29 Nisan-17 Mayıs tarihleri arasındaki adı ‘’tam’’ kendi ‘’yarım yamalak’’ kapanma sürecinde yaş sebze - meyve hallerinin ve semt pazarlarının üstelik üretimin arttığı dönemde ‘’tam kapalı’’ olması sonucu çöpe dökülen ürünler, önlem alınan tedarik zincirinden sadece 3-5 yaygın süpermarket zincirinin anlaşıldığını da ortaya koymuş oldu.
Sadece 20 Mayıs’ta yapılan akaryakıt (çiftçi için mazot) zamlarını ele alalım. Litrede 67 kuruş zam geldi. Meslek örgütlerinin açıkladıkları verilere göre, tarımda yılda 3,5 milyar litre mazot kullanıldığını düşünürsek maliyet artışı 2,35 milyar TL oluyor. Bu rakam tarım sektörüne verilecek 24 milyar TL’lik toplam destekleme bütçesinin yüzde 10’u.

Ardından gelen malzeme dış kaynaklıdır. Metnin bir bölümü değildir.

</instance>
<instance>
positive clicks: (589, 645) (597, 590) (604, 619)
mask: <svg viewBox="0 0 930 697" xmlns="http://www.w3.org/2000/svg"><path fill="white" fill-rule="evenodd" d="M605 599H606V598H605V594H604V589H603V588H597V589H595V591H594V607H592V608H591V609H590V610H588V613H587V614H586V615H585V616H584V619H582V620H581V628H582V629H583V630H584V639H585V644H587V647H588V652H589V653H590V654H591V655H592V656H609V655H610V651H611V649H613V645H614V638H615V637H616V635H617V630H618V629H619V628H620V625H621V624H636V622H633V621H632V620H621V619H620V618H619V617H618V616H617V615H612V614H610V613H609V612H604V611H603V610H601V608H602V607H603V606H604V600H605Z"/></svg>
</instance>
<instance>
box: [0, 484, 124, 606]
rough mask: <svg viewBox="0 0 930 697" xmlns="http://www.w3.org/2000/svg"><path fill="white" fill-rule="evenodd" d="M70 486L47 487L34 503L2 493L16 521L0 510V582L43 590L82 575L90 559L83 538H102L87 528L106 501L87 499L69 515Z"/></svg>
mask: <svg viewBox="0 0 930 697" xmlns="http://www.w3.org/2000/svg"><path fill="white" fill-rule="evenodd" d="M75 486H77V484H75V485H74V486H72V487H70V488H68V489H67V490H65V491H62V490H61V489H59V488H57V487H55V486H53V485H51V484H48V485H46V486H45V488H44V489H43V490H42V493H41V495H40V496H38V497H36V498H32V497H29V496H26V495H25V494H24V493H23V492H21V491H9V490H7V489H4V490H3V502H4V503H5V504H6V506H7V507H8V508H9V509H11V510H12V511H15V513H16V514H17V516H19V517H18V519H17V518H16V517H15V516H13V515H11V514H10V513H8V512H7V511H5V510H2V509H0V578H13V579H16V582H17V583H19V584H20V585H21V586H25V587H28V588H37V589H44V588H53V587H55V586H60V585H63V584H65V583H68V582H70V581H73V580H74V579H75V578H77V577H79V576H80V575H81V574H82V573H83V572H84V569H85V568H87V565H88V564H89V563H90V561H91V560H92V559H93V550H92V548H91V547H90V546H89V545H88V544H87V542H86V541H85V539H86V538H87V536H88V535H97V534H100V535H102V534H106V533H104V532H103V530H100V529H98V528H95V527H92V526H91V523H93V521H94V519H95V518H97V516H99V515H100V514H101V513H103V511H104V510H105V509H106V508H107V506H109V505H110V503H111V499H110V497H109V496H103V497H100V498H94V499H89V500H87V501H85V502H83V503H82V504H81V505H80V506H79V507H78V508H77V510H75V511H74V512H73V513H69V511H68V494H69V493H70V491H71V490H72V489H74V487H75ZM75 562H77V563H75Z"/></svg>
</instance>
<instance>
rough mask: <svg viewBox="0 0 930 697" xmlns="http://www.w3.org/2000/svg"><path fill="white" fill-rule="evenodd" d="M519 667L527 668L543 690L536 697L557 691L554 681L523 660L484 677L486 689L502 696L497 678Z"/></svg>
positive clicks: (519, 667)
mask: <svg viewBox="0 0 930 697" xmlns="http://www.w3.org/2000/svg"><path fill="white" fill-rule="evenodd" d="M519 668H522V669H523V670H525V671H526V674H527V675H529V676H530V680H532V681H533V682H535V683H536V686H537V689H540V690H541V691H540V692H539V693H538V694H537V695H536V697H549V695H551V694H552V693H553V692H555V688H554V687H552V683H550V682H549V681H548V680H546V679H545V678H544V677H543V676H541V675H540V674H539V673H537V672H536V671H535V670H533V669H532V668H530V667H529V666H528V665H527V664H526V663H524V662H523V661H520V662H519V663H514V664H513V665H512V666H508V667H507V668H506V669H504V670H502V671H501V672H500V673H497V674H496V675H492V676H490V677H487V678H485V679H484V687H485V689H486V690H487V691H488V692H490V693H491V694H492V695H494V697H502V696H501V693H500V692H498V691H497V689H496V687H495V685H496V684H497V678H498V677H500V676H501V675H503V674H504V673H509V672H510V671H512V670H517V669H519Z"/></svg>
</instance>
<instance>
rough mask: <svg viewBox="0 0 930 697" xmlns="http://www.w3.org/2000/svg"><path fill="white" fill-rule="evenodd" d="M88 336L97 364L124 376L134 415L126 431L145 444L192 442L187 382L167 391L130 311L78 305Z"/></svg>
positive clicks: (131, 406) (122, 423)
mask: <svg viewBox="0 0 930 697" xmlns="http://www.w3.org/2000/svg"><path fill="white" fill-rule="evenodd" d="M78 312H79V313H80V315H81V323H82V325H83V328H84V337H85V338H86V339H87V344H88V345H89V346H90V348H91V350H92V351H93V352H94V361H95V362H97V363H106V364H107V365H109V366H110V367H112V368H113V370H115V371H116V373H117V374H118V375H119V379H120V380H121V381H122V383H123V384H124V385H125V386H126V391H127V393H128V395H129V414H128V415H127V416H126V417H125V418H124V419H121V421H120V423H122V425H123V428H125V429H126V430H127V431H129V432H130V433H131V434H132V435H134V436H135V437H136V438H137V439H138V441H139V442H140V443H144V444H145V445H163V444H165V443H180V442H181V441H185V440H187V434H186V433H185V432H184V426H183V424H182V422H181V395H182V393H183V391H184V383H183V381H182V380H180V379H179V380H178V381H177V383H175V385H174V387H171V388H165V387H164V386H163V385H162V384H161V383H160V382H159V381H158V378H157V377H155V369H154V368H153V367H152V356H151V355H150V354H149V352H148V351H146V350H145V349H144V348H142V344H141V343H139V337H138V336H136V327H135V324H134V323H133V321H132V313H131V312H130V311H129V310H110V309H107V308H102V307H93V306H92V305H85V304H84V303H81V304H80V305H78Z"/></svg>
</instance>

Koskoca yıl tarıma verilecek toplam desteğin 10’da 1’i, sadece mazot zammından, çiftçinin cebinden çıkıyor.
Bir üretimden, bir tüketim zincirinden güncel örnek verdim sadece… Çoğaltmak mümkün.
Sonuç:
Üreticimizin yıllık tarımsal hasılanın yarısı kadar (150 milyar TL) resmî kurumlara borcu var. Üretim girdilerini satın aldığı bayiye, hal esnafına olan borcu bu rakama dâhil değil üstelik.
Anlaşılmalı ki, bu iş elde olduğunca çiftçiye - tarıma değil - yaşayabilmesi için para vermekle, arada bir faiz üstüne faiz ekleyerek vade uzatmakla hatta borç silmekle olmuyor, olmayacak.
Kentlerde amaç, sadece gıda enflasyonunu o ay için düşük tutmak ise bunu da yapabildiğimiz söylenemez.
Tarımda örgütsüzlük sorununu çözmeden, riski ve üretim plansızlığını en aza indirmeden, tarımın kendi doğasına uygun kredi ve diğer finansman koşullarını oluşturup uygulamadan başarı mümkün değildir.
Yukarıdaki konu başlıklarının hepsi ayrı bir yazı konusudur. İmkânlar ölçüsünde değinmeye çalışacağız.